Welcome to Chinese Journal of Evidence-Based Pediatrics,Today is
中文版

Chinese Journal of Evidence -Based Pediatric ›› 2019, Vol. 14 ›› Issue (1): 1-7.

• Original Papers •     Next Articles

The diagnosis of inherited metabolic disorders in high risk neonates: mass spectrometry and high throughput sequencing

XU Su-hua1,5, YANG Lin2,5, WU Bing-bing2,5, SUN Wei-hua3, LU Wei4, WANG Hui-jun2, CHENG Guo-qiang1, ZHOU Wen-hao2   

  1. 1 Department of Neonatology, Children's Hospital of Fudan University, Shanghai 201102, China; 2 Shanghai Key Laboratory of Birth Defects, The Translational Medicine Center of Children Development and Disease of Fudan University, Children's Hospital of Fudan University, Shanghai 201102, China; 3 The Institute of Pediatrics, Children's Hospital of Fudan University, Shanghai 201102, China; 4 Department of Endocrinology and Inherited Metabolic Diseases, Children's Hospital of Fudan University, Shanghai 201102, China; 5 Co-first author
  • Received:2018-12-28 Revised:2019-02-14 Online:2019-02-25 Published:2019-02-25
  • Contact: ZHOU Wen-hao, CHENG Guo-qiang

PDF

1715

Abstract: Objective To compare the diagnostic accuracy of mass spectrometry and high throughput sequencing in screening neonates at high risk of suspected inherited metabolic disorders (IMD).
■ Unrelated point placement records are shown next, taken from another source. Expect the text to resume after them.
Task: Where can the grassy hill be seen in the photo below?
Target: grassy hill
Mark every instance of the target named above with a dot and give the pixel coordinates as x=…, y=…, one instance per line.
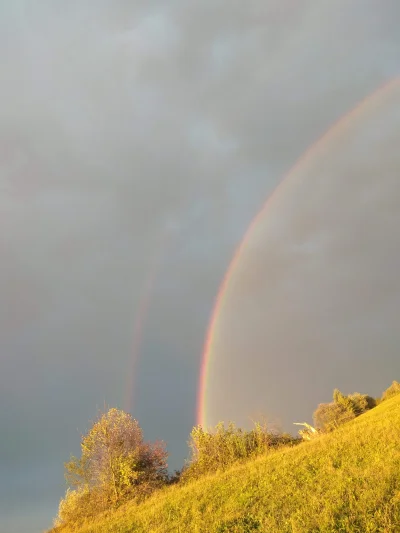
x=348, y=480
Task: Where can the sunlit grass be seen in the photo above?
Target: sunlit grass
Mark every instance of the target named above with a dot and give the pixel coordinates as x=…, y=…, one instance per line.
x=346, y=481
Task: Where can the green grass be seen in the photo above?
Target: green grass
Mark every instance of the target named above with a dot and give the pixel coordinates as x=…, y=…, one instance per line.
x=348, y=480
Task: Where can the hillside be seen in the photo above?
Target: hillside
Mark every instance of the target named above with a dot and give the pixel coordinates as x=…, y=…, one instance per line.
x=348, y=480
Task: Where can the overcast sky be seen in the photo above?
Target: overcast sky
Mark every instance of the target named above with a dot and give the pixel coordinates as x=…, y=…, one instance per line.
x=137, y=142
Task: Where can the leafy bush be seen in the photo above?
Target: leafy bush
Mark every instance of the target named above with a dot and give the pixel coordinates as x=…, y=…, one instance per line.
x=116, y=465
x=329, y=416
x=393, y=390
x=222, y=446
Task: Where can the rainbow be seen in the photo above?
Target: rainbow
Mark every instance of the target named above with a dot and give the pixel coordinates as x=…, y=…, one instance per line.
x=334, y=132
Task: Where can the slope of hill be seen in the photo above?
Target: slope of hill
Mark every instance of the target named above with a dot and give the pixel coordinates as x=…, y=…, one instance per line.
x=346, y=481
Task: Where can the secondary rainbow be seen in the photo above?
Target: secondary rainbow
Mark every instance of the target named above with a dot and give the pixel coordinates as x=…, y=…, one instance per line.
x=335, y=131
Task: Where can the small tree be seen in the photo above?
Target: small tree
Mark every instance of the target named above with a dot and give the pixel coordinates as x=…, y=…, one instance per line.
x=222, y=446
x=393, y=390
x=328, y=416
x=115, y=465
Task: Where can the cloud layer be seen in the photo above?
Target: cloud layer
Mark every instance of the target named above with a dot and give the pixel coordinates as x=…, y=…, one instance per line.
x=123, y=125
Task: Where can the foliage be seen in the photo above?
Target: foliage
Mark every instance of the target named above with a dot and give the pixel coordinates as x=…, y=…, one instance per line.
x=222, y=446
x=329, y=416
x=115, y=465
x=345, y=481
x=393, y=390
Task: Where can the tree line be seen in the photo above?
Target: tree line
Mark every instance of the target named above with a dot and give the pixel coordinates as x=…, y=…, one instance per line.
x=117, y=465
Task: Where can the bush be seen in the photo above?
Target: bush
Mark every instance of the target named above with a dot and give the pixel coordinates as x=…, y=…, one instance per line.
x=222, y=446
x=116, y=465
x=328, y=416
x=393, y=390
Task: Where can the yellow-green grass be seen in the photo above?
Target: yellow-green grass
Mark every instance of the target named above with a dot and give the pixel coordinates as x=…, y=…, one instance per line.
x=348, y=480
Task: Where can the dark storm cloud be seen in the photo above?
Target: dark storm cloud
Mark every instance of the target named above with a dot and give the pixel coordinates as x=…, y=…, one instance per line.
x=125, y=124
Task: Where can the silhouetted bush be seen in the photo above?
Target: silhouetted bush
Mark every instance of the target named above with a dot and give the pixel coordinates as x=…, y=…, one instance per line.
x=329, y=416
x=222, y=446
x=116, y=465
x=393, y=390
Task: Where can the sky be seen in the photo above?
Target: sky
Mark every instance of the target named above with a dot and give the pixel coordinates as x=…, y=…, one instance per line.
x=137, y=142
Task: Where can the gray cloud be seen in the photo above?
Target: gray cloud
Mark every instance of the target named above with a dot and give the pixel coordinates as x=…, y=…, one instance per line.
x=123, y=125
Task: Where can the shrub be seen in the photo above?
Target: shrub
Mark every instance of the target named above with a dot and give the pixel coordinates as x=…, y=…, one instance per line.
x=116, y=465
x=393, y=390
x=222, y=446
x=328, y=416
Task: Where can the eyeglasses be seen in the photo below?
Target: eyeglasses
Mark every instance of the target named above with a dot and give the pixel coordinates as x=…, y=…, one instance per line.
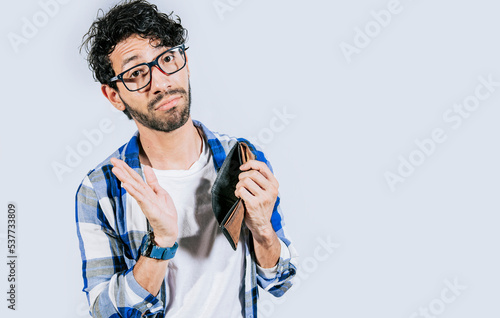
x=139, y=76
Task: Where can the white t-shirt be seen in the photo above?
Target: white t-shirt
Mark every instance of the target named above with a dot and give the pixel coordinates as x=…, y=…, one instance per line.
x=206, y=274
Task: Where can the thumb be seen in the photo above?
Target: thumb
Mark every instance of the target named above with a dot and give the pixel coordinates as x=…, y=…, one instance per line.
x=151, y=180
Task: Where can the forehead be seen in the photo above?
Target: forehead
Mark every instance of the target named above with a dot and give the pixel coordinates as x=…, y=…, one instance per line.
x=133, y=50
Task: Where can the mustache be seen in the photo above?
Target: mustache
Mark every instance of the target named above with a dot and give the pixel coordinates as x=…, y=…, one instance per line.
x=160, y=97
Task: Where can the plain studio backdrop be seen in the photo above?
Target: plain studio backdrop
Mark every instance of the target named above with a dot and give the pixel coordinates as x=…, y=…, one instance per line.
x=380, y=119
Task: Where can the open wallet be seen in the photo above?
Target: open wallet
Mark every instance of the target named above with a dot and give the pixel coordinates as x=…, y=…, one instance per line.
x=229, y=210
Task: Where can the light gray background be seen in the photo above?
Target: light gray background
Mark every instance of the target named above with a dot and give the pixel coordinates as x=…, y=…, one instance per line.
x=394, y=251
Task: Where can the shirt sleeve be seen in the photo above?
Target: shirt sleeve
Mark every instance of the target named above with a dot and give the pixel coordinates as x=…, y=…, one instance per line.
x=109, y=284
x=287, y=265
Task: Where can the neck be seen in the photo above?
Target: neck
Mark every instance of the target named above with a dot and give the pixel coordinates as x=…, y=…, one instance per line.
x=174, y=150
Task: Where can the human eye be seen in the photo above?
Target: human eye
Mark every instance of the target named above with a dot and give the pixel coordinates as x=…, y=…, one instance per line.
x=137, y=72
x=169, y=57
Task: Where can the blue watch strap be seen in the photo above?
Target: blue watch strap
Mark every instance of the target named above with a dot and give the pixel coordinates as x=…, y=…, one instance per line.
x=149, y=248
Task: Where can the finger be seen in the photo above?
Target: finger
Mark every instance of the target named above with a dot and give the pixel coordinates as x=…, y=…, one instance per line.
x=152, y=181
x=251, y=186
x=257, y=177
x=245, y=195
x=128, y=170
x=134, y=193
x=130, y=183
x=262, y=168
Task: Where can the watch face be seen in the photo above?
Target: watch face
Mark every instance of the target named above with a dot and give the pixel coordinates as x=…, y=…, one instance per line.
x=149, y=249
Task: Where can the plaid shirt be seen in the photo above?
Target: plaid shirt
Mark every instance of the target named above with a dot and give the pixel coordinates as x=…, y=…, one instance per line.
x=109, y=246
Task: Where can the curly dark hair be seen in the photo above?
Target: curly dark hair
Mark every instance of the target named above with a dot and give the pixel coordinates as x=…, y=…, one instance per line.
x=123, y=20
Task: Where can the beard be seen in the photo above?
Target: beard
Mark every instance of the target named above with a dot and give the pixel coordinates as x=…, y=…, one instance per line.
x=177, y=116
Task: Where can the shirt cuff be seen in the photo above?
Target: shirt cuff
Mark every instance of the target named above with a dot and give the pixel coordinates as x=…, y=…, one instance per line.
x=270, y=273
x=145, y=302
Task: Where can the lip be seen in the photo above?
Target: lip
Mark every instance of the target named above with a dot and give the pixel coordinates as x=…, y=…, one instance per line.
x=169, y=103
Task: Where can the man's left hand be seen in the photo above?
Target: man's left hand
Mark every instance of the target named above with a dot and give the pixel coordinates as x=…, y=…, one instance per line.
x=258, y=188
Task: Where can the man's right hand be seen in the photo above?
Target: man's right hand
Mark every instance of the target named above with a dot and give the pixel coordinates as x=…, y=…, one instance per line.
x=155, y=202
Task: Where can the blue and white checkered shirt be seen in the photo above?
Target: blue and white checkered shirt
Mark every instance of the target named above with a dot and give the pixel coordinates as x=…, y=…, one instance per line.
x=110, y=247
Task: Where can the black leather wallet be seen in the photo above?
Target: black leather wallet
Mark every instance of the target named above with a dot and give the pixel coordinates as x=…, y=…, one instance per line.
x=228, y=209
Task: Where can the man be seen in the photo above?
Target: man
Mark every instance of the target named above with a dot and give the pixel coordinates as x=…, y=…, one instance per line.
x=149, y=240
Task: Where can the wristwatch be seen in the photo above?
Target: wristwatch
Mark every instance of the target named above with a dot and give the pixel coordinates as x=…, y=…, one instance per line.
x=151, y=250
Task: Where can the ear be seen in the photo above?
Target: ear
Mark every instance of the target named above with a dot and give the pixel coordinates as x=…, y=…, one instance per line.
x=112, y=95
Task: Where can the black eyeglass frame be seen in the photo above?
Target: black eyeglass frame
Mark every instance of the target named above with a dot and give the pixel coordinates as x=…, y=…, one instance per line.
x=150, y=65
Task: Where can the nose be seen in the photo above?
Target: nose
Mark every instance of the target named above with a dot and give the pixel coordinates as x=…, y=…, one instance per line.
x=160, y=81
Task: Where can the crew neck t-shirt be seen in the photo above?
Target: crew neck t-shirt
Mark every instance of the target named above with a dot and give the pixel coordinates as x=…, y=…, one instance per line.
x=206, y=274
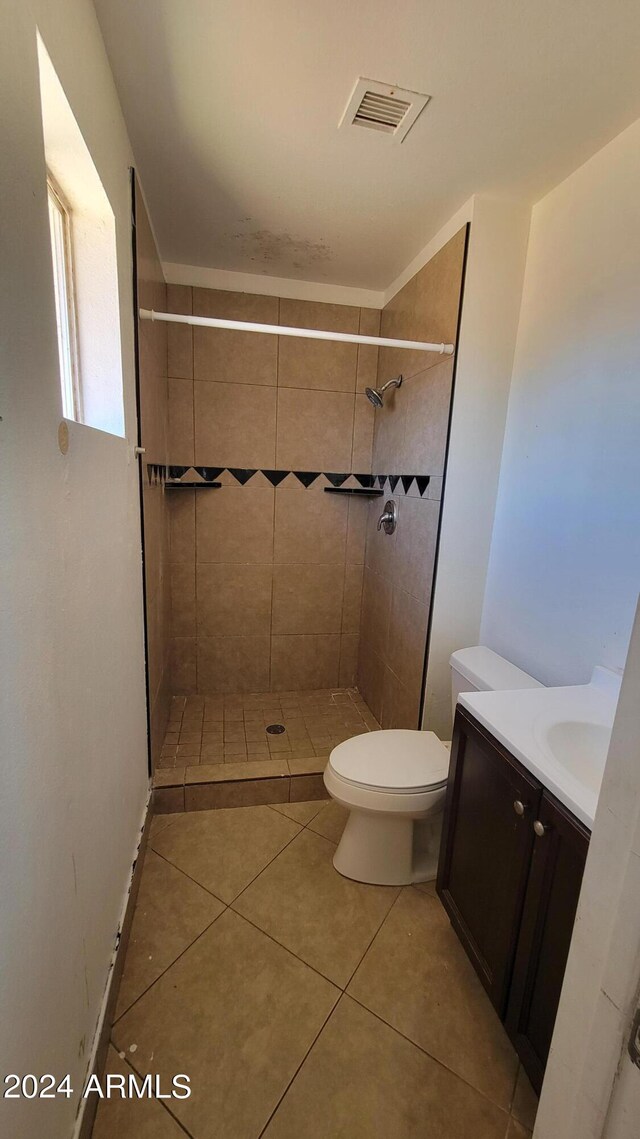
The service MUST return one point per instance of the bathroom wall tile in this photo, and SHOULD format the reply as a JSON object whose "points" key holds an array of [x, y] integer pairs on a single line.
{"points": [[300, 662], [361, 455], [417, 533], [235, 524], [314, 431], [183, 599], [235, 358], [183, 665], [367, 371], [238, 793], [180, 338], [182, 526], [352, 599], [234, 664], [357, 529], [234, 601], [310, 526], [376, 612], [401, 706], [349, 660], [428, 398], [180, 443], [308, 598], [235, 425], [407, 640], [318, 363], [334, 318], [370, 675]]}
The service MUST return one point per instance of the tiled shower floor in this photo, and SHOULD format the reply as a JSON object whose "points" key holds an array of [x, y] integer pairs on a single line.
{"points": [[300, 1004], [219, 753]]}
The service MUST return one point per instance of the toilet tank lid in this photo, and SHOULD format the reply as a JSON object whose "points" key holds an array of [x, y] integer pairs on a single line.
{"points": [[489, 672]]}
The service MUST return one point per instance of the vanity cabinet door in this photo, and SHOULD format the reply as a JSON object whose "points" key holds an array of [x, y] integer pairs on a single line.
{"points": [[486, 845], [559, 853]]}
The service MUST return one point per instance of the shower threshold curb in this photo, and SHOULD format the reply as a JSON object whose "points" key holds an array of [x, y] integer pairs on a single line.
{"points": [[211, 786]]}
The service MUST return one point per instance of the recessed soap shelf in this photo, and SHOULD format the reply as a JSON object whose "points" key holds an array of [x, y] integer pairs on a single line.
{"points": [[354, 491], [190, 486]]}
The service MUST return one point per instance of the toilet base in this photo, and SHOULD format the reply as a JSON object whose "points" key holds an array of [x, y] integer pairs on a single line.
{"points": [[384, 850]]}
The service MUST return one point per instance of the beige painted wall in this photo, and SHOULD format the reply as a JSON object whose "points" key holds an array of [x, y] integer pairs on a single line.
{"points": [[74, 762], [267, 582], [495, 260], [410, 437], [565, 557], [154, 427]]}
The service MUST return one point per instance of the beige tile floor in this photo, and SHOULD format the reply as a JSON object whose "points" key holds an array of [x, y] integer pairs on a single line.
{"points": [[298, 1002]]}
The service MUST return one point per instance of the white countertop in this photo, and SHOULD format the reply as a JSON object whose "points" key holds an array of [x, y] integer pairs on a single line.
{"points": [[560, 735]]}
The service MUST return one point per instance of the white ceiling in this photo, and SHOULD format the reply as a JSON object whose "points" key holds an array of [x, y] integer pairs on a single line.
{"points": [[232, 108]]}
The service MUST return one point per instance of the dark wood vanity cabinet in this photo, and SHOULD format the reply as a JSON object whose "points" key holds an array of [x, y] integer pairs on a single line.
{"points": [[510, 890]]}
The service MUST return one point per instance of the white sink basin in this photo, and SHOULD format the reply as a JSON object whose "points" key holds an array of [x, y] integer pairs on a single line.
{"points": [[560, 735], [581, 747]]}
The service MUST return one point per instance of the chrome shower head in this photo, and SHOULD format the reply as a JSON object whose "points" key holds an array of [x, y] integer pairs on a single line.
{"points": [[376, 394]]}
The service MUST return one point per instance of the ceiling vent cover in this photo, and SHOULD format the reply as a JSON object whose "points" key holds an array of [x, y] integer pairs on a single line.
{"points": [[380, 107]]}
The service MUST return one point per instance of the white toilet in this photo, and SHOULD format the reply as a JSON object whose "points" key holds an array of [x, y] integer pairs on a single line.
{"points": [[393, 784]]}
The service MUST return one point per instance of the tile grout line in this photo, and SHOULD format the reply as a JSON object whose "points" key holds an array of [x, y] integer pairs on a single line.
{"points": [[162, 1103], [310, 1049], [431, 1056], [164, 972]]}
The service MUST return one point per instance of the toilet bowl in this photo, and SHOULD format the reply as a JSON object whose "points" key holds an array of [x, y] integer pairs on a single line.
{"points": [[393, 783]]}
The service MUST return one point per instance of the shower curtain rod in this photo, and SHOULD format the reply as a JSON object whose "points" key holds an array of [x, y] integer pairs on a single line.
{"points": [[312, 334]]}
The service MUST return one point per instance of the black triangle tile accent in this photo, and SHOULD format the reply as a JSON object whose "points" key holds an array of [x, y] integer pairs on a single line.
{"points": [[275, 476], [306, 477], [240, 474], [208, 473]]}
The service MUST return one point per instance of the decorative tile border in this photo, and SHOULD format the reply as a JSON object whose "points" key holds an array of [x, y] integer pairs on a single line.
{"points": [[158, 474]]}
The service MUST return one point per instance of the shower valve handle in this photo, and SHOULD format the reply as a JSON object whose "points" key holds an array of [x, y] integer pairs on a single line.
{"points": [[388, 518]]}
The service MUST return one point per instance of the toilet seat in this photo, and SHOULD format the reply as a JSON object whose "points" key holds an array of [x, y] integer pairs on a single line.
{"points": [[392, 761]]}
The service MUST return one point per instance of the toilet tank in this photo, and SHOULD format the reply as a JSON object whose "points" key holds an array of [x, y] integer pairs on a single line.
{"points": [[480, 670]]}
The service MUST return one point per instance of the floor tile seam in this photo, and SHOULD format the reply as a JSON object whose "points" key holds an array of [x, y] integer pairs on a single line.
{"points": [[514, 1089], [181, 953], [190, 877], [303, 1060], [372, 936], [287, 949], [161, 1101], [288, 843], [431, 1056]]}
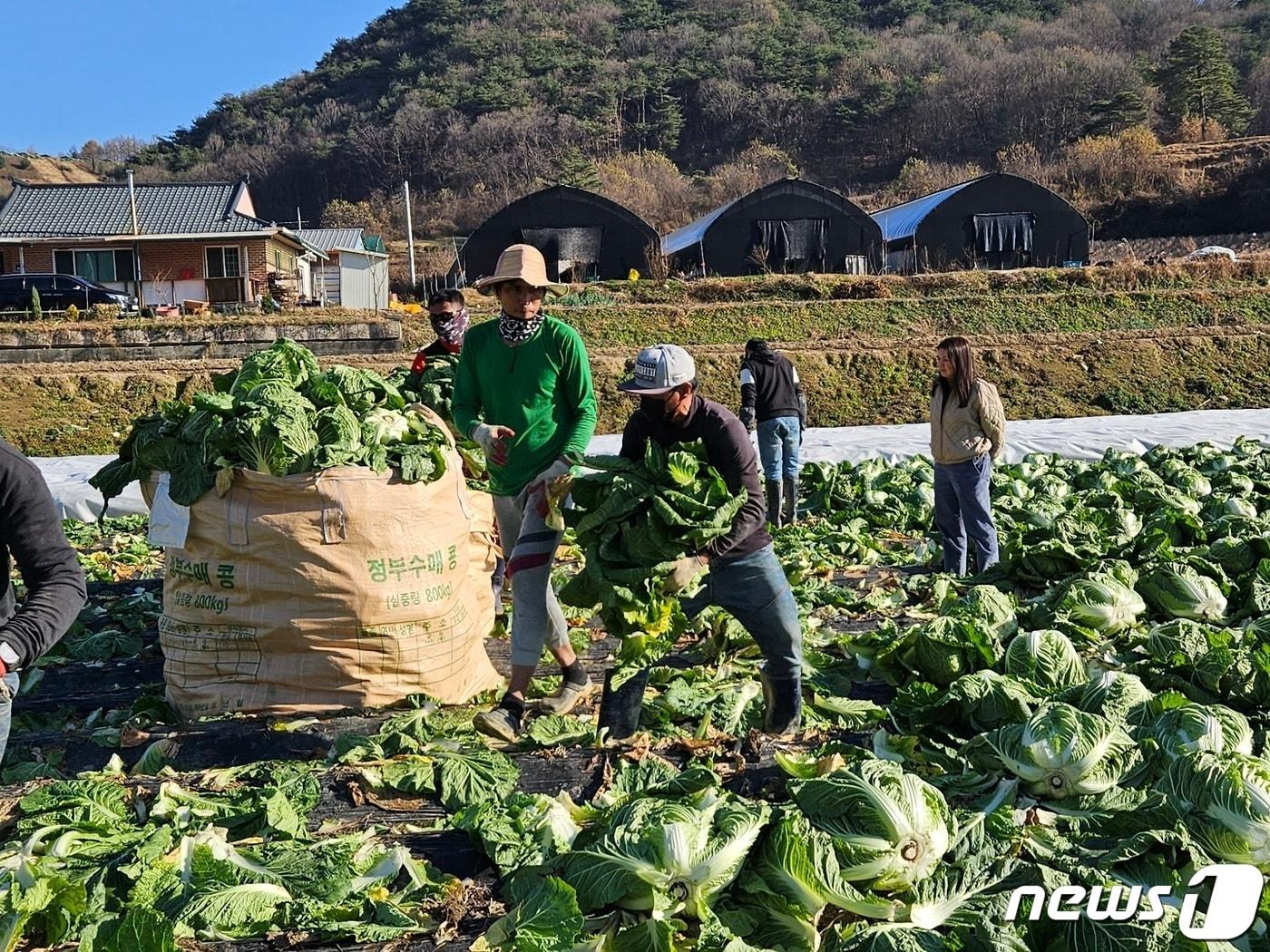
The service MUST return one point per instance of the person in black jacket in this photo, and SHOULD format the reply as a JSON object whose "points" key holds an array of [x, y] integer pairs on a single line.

Methods Neonates with suspected IMD were referred to mass spectrometry and next generation sequencing (NGS) with the consent of their guardians from August 2016 to June 2018. Taking NGS (containing 2 742 known pathogenic genes) as the gold standard, the diagnostic value of mass spectrometry (screening diseases including 20 amino acid metabolic diseases, 12 fatty acid metabolic diseases and 19 organic acid diseases) for IMD was discussed. Results Thirty-three of 2 000 neonates with suspected IMD were diagnosed by NGS, including 8 kinds of abnormal organic acid metabolism(15 cases), 7 kinds of abnormal amino acid metabolism(9 cases), 3 kinds of abnormal fatty acid oxidation metabolism(6 cases) and 3 cases of other types of IMD. In these patients, mass spectrometry indicated that there were 128 cases of secondary changes and 26 cases of IMD. When both IMD and secondary changes were considered positive according to the results of mass spectrometry, the sensitivity and specificity of mass spectrometry were 93.9% (95%CI: 79.8%-99.3%) and 93.8% (95%CI:92.6%-94.8%) respectively. In special types of IMD indicated by mass spectrometry, there were 13 cases consistent with NGS, but 2 cases were inconsistent with NGS. Indicated by mass spectrometry, NGS detected pathogenic/likely pathogenic variants of related IMD in 11 cases with several alternatives of IMD, 5 cases with secondary changes and 2 cases with normal results. Five IMDs identified by NGS were not included in the disease spectrum of mass spectrometry in our study. Among the patients with IMD, 12 had family history of suspected IMD. In the 6th month after birth, 13 cases with IMD died of abandoned treatments and 2 cases died of invalid rescue. NGS established therapeutic schemes for 18 infants with IMD. In these patients, 7 developed well and 11 had developmental delay, mainly psychomotor retardation, some of which had hearing impairment. Conclusion Compared with mass spectrometry, the combination of mass spectrometry and NGS can diagnose neonates of suspected IMD more quickly so as to implement individualized treatment as early as possible and improve the prognosis of patients.